NUSANTARANEWS | INTERNASIONAL – Pemerintah Republik Rakyat Tiongkok melontarkan kritik keras terhadap keterlibatan militer Amerika Serikat dalam ketegangan yang melibatkan Iran.
Melalui pernyataan resmi, Juru Bicara Kementerian Pertahanan Tiongkok, Wu Qian dikutif dari Nestv menyampaikan kecaman tajam terhadap kebijakan luar negeri Washington yang dinilai kerap mengandalkan pendekatan militer.
Dalam pernyataannya, Wu Qian menuding Amerika Serikat sebagai negara yang memiliki sejarah panjang intervensi militer. Ia menyoroti data historis yang menyebutkan bahwa sejak berdiri lebih dari dua abad lalu, Amerika Serikat hanya mengalami masa damai tanpa peperangan selama sekitar 16 tahun.
Menurut Wu Qian, keterlibatan militer Washington di berbagai kawasan dunia dinilai sebagai faktor yang memperkeruh situasi global. Beijing juga menegaskan posisinya yang mendukung stabilitas kawasan Timur Tengah dan menyerukan agar semua pihak menahan diri guna menghindari eskalasi konflik lebih lanjut.

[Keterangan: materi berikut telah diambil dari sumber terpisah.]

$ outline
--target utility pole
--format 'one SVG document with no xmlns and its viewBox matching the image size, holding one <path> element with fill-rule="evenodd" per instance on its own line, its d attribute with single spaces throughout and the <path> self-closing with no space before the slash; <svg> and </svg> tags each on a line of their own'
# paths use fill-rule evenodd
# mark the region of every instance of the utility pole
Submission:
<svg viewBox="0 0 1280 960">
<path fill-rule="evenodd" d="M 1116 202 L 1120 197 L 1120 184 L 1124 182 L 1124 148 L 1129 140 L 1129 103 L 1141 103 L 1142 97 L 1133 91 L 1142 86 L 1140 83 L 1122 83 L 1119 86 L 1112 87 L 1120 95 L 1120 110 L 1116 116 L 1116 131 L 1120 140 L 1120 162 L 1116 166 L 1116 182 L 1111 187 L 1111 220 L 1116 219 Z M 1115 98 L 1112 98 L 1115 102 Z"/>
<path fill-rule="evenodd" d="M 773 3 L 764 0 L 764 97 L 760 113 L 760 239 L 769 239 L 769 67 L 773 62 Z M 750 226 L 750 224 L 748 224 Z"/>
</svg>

Pernyataan tersebut dipandang sebagai sinyal meningkatnya ketegangan geopolitik antara Tiongkok dan Amerika Serikat, khususnya dalam isu-isu keamanan internasional. Sejumlah analis menilai retorika yang lebih terbuka dan konfrontatif ini mencerminkan dinamika persaingan pengaruh kedua negara di panggung global.
Hingga kini, belum ada tanggapan resmi dari pemerintah Amerika Serikat terkait pernyataan tersebut. Namun, perkembangan ini menunjukkan bahwa rivalitas antara dua kekuatan besar dunia terus berkembang, dengan implikasi luas terhadap stabilitas keamanan internasional.